The up and down, over and under bridge and pier sets are generally made for the train set market, and they're all at the low end of the quality scale. They also tend to be very steep inclines which are problematic.

First answer is, yes, there are more robust bridges and piers out there. The problem is that they are designed for more prototypical applications and would be rather expensive in quantity. They also all tend to be one height, so to replicate that slope, you would have to cut them down yourself.

Another option you might consider is to use Woodland Scenics inclines or incline starters & risers combinations. These will allow you to replicate the slope (you're probably looking at 3 or 4%), but it's a more or less solid surface for your tracks. This should give you the stability that your bridge and pier set lacks. The problem with these is that you will need to hide them with scenery, since they are made of white Styrofoam.


----------



## Mseav (Jul 30, 2015)

CTValleyRR said:


> The up and down, over and under bridge and pier sets are generally made for the train set market, and they're all at the low end of the quality scale. They also tend to be very steep inclines which are problematic.
> 
> First answer is, yes, there are more robust bridges and piers out there. The problem is that they are designed for more prototypical applications and would be rather expensive in quantity. They also all tend to be one height, so to replicate that slope, you would have to cut them down yourself.
> 
> Another option you might consider is to use Woodland Scenics inclines or incline starters & risers combinations. These will allow you to replicate the slope (you're probably looking at 3 or 4%), but it's a more or less solid surface for your tracks. This should give you the stability that your bridge and pier set lacks. The problem with these is that you will need to hide them with scenery, since they are made of white Styrofoam.

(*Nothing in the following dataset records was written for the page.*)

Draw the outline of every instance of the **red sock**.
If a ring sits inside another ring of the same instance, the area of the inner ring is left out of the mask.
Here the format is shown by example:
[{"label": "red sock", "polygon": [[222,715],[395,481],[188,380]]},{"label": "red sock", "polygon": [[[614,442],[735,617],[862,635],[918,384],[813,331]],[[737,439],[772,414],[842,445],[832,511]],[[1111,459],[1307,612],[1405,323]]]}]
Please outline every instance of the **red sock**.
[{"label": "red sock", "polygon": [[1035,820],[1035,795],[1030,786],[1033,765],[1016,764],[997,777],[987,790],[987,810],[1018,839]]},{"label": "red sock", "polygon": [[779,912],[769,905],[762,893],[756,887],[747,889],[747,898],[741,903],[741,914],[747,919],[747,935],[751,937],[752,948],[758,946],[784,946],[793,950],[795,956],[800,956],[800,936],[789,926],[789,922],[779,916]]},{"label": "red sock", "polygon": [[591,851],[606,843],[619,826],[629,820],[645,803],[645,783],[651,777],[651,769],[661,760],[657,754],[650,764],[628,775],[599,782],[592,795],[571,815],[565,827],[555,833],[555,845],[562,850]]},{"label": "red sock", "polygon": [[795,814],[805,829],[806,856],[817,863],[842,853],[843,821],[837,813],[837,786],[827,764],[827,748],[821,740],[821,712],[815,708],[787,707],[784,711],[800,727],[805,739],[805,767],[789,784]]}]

Inclines, just what I was looking for, thanks.


----------



## tr1 (Mar 9, 2013)

*Beginner, ho hobbyist support!*

Atlas Model Railroad Company may have something that may be of interest to you.
They have many selections of piers,bridges and what not.
Regard's,tr1


----------



## CTValleyRR (Jul 26, 2014)

tr1 said:


> Atlas Model Railroad Company may have something that may be of interest to you.
> They have many selections of piers,bridges and what not.
> Regard's,tr1


Yes, but they all suffer from the same limitations as the over / under piers in the original post.


----------



## tr1 (Mar 9, 2013)

*imagination and modification helps in building ones ho empire*

The key here, in building a layout, is the ability to to modify and/or improve the items
offered by a hobby manufacturer. The over and under setup is a classic space savior which can have endless possibilities through your imagination and the said manufacturer of RR items to use in ones layout. Atlas did offer booklets at one time to help you get started. Here, I strongly suggest to use 3' sections of flex track over cork roadbed. Modification may be the key though, here again
Regards and good luck,tr1


----------